La festa della Pentecoste

     dell’Archimandrita Donato Oliverio
 
     “Celebriamo la Pentecoste e la venuta dello Spirito, lo scadere della promessa e il compimento della speranza” (Stichirà del Vestro di Pentecoste).
 
     La discesa dello Spirito di verità e del Donatore di vita nella Pentecoste non è soltanto un fatto, conclusivo e iniziale insieme, ma è anche qualcosa di permanente, è una realtà costante, da cui dipende sostanzialmente l’esistenza stessa della Chiesa nei secoli.
     Questo carattere permanente della Pentecoste è sentito profondamente dalla coscienza della Chiesa, come lo esprimono i Padri e i Dottori e come la liturgia non cessa di mettere in luce.

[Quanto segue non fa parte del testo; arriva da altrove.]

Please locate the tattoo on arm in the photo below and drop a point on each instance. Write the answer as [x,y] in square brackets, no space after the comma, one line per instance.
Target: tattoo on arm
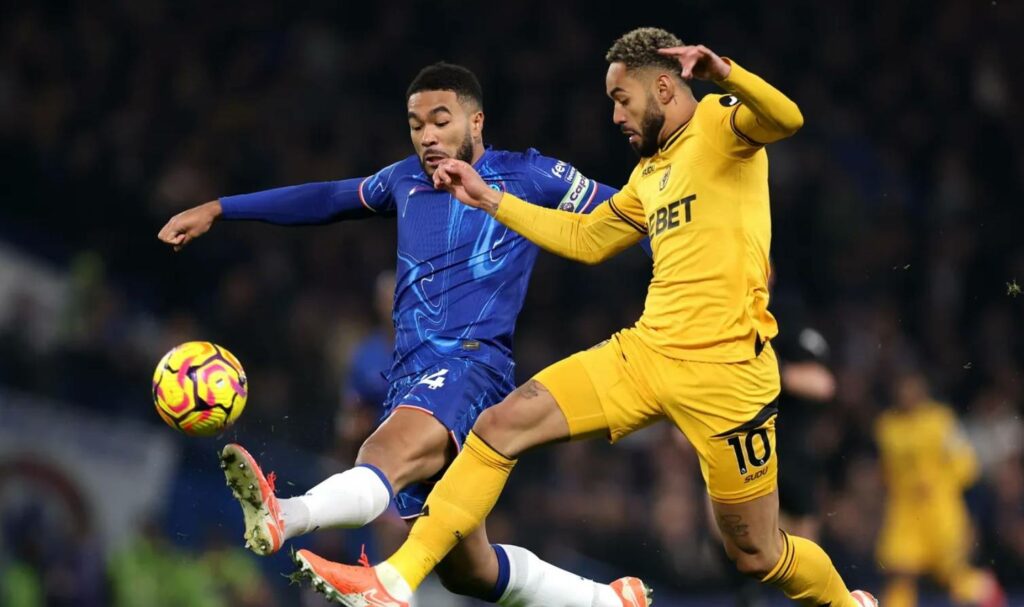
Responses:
[530,389]
[732,525]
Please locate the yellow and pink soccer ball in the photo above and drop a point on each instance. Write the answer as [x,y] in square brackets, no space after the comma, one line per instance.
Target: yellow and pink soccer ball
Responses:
[200,388]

     E’ questa l’esclamazione di S. Giovanni Crisostomo: “Il Cristo … ha detto dello Spirito Santo che egli rimarrà con voi nei secoli, e noi possiamo sempre celebrare la Pentecoste”.

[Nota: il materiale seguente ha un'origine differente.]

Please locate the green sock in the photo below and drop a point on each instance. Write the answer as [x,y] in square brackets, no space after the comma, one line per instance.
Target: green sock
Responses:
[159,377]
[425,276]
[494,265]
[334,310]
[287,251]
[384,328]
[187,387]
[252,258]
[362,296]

     La Pentecoste inaugura il tempo in cui i santi sono messi in possesso del Regno. San Pietro (1 Pt 2,5-9) può adesso proclamare ai credenti che sta per compiersi la promessa fatta da Dio sul Sinai ad Israele, popolo tipo di tutti i chiamati: “Voi sarete per me un regno di sacerdoti e una nazione santa” (Es 19,6), cioè la Chiesa.

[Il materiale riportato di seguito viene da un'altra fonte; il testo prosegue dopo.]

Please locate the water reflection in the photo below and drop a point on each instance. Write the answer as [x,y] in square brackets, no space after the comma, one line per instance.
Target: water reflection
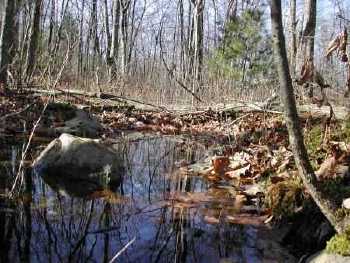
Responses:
[71,222]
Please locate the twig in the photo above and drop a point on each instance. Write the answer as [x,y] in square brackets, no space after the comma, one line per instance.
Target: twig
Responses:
[170,72]
[16,113]
[122,250]
[24,153]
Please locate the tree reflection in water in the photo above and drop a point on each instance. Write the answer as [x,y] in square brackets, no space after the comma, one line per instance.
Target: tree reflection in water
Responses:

     Ecco il dono della Pentecoste, diversificato dalle “lingue di fuoco”: “Dove è la Chiesa, là è pure lo Spirito di Dio; e dove è lo Spirito di Dio, là è pure la Chiesa e ogni grazia” (S. Ireneo).
     Questa definizione sta alla base di tutta l’ecclesiologia; unita a quella che il grande Atanasio dà dell’economia divina, ci offre la sintesi del cristianesimo: “Il Verbo si è fatto carne, per offrire il suo corpo per tutti e affinché noi, partecipando al suo Spirito, potessimo essere divinizzati”.